I.
Otra llave.
Y digo otra no porque tenga la certeza que la primera no sirve.
No la pido, por cierto, solo la enuncio.
Otra llave, digo.
Luego, ni siquiera intento abrir.
II.
Observo la cerradura.
No otra, esta vez, sino la única cerradura.
No parece que vaya a funcionar, me digo.
Incluso dejando a un lado el asunto ese de la llave (o de la otra llave), desconfío, esta vez, de la cerradura.
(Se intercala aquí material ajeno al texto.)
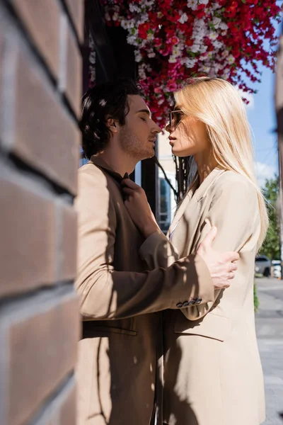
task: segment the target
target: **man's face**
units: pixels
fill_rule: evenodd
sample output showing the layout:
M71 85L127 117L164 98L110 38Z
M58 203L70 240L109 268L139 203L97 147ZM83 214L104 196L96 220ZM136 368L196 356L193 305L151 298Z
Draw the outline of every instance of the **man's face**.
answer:
M121 147L137 161L151 158L156 135L161 129L152 120L150 110L140 96L129 95L128 102L126 123L120 128Z

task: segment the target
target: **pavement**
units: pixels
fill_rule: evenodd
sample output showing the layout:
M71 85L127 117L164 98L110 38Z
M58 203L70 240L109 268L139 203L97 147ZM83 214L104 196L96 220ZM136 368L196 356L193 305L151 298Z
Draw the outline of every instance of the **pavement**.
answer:
M283 280L258 278L255 282L260 301L255 325L265 387L262 425L283 425Z

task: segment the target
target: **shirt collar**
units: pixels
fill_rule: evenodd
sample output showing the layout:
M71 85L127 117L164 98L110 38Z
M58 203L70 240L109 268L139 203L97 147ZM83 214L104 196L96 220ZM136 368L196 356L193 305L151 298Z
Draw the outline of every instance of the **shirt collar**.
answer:
M122 180L124 180L124 178L129 178L127 173L125 173L124 177L122 177L121 174L119 174L119 173L117 173L115 170L113 170L113 169L106 164L106 162L99 156L92 155L89 162L91 164L94 164L97 166L99 166L99 168L105 170L108 174L110 174L110 176L111 176L120 183Z

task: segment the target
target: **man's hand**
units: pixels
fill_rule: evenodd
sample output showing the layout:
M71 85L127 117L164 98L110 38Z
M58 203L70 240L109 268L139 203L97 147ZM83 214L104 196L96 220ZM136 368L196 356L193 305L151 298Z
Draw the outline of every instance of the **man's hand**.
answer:
M212 248L212 244L215 239L217 229L212 227L203 242L200 244L197 254L200 255L207 264L210 271L212 282L215 289L229 288L231 280L234 278L237 270L235 261L240 256L238 252L217 252Z

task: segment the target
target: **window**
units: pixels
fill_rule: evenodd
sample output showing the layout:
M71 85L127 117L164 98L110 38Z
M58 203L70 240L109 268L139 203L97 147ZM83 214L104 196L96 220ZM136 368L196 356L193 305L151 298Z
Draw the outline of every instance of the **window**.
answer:
M164 178L159 178L159 226L162 232L167 233L171 222L171 191Z

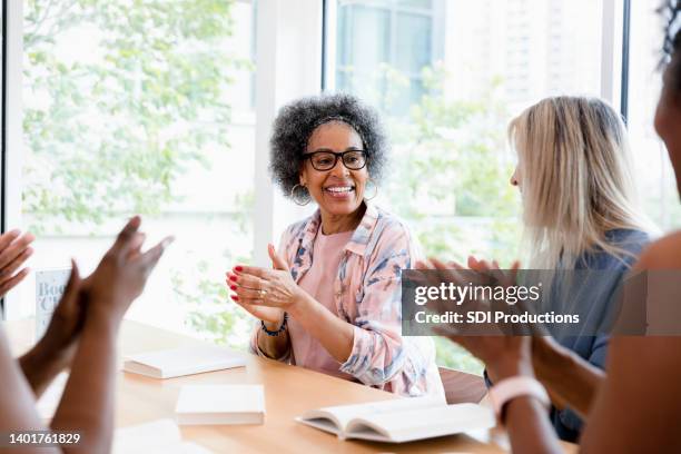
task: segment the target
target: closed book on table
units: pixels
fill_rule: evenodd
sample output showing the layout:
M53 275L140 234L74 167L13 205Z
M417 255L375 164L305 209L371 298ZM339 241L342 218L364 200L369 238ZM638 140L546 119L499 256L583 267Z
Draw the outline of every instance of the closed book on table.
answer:
M126 357L124 371L154 378L172 378L246 365L246 359L227 348L200 345L140 353Z
M263 424L263 385L185 385L175 407L180 425Z

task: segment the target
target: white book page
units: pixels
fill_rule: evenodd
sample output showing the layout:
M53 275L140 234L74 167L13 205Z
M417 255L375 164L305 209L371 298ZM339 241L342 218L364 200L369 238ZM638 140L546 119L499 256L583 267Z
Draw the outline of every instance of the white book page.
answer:
M130 355L126 361L144 364L161 372L161 375L188 374L191 371L218 369L245 365L245 359L219 347L193 346Z
M177 414L265 413L263 385L184 385Z
M158 420L150 423L116 430L114 454L160 453L169 446L179 446L181 435L172 420Z
M353 418L363 417L366 415L393 414L417 408L428 408L433 406L443 406L443 403L441 399L434 397L404 397L382 402L369 402L366 404L324 407L305 413L302 416L302 420L330 416L329 418L338 425L340 431L345 431L347 424Z
M385 434L393 442L431 438L495 425L494 413L476 404L441 405L408 412L374 413L354 418L347 437L375 440L363 435Z

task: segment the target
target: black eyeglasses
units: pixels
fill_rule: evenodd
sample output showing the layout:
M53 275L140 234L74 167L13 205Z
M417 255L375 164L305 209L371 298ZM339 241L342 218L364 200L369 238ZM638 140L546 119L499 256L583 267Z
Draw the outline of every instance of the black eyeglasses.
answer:
M303 155L303 159L309 159L315 170L326 171L336 167L338 158L349 170L359 170L366 166L366 152L364 150L348 150L343 152L314 151Z

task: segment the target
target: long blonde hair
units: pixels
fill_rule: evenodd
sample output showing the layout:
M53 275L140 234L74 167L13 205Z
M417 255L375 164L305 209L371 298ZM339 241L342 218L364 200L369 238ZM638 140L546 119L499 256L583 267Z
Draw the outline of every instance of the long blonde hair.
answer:
M645 229L636 209L631 157L620 116L600 99L555 97L527 108L509 126L522 178L524 238L534 268L571 268L609 244L608 230Z

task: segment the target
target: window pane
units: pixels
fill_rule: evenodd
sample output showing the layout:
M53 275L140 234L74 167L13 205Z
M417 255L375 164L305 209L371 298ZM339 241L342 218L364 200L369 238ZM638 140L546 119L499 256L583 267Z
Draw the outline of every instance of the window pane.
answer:
M176 243L129 317L216 337L239 325L223 280L251 255L253 27L246 2L26 2L33 268L76 256L89 272L138 213L150 243Z
M657 0L632 1L628 126L641 201L652 220L668 230L681 223L681 209L667 149L653 128L664 27L658 7Z
M328 88L364 98L388 124L392 172L377 203L408 221L428 255L478 254L510 264L520 255L521 207L509 184L515 158L506 150L506 125L543 97L600 93L601 2L377 4L337 3L335 50L344 62L365 61L366 80L346 72ZM385 61L368 58L373 47L348 33L357 23L351 9L361 6L383 11ZM367 80L382 81L373 86L378 96L367 95ZM438 361L480 372L480 363L448 343L438 344Z

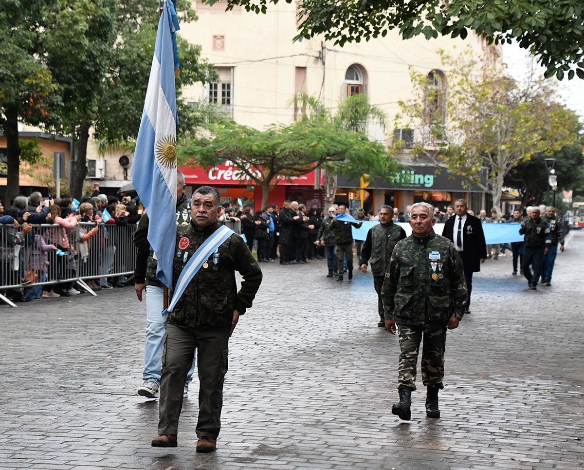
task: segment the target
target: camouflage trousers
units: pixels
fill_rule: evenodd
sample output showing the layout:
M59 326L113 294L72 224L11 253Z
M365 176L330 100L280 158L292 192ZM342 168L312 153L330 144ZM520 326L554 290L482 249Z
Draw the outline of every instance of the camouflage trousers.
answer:
M445 324L398 325L399 364L398 388L405 386L416 389L416 368L420 343L422 350L422 382L428 385L440 385L444 379L444 353L446 347Z

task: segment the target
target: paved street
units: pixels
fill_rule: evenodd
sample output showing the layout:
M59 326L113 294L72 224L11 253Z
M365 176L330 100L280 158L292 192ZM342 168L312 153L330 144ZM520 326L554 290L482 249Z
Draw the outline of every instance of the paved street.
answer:
M0 306L0 468L582 468L583 265L584 232L551 287L528 290L510 254L485 262L472 314L449 333L442 418L426 419L420 386L405 422L391 414L398 346L376 326L370 275L263 264L213 454L194 452L196 383L179 447L150 447L158 402L135 395L145 307L133 289Z

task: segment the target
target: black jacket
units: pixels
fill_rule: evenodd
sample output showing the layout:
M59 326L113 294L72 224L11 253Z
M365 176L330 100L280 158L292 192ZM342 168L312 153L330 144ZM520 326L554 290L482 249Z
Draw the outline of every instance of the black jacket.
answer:
M442 236L446 237L456 245L454 223L457 217L453 216L444 224ZM458 228L458 227L457 227ZM463 227L464 237L464 255L462 256L463 264L470 263L473 272L481 271L481 258L486 259L486 244L485 243L485 233L482 231L481 219L467 214L467 220Z

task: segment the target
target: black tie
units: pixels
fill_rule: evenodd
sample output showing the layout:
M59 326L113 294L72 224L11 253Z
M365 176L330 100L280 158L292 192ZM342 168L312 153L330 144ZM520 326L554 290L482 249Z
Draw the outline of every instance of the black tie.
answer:
M458 248L463 247L463 219L458 217L458 231L456 234L456 244Z

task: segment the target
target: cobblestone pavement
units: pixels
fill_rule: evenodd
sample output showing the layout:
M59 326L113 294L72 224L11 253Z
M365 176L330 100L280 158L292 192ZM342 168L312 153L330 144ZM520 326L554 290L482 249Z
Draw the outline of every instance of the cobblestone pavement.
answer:
M442 418L412 396L391 414L397 338L376 326L370 275L324 261L263 264L230 345L218 449L196 454L197 384L177 449L150 447L158 403L141 383L144 304L130 288L0 307L0 468L582 468L584 232L551 287L529 291L508 255L475 277L447 341Z

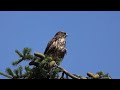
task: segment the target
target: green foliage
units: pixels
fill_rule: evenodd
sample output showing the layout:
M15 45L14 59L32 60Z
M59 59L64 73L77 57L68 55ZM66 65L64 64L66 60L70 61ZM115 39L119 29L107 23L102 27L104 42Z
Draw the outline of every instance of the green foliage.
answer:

De su mecanismo, quiero decir.
Y del espíritu que guió su diseño.
Y su llamado.
III.
Otra llave.
Otra que responda al llamado de la cerradura.
O sea, no es que ella llame, directamente, sino más bien se trata del llamado que llega a través de ella.
Otra llave que responda a eso, entonces.
No que vaya, necesariamente, pero que al menos responda.
Otra llave que no haga lo que todas.
Y que comprenda, de paso, lo que hace.
IV.
Observo ahora mis manos.
Ambas.
Una y otra, quiero, decir.
Igual que las llaves.
Las observo a la vez, de forma plena.
Con esto -aclaro-, quiero decir que no es necesario que un ojo visualice una y el otro ojo a la otra.
Respiro hondo, mientras lo hago.
Como si me sintiese aliviado después de resolver un enigma.
No hay en mis manos, ahora, llave alguna.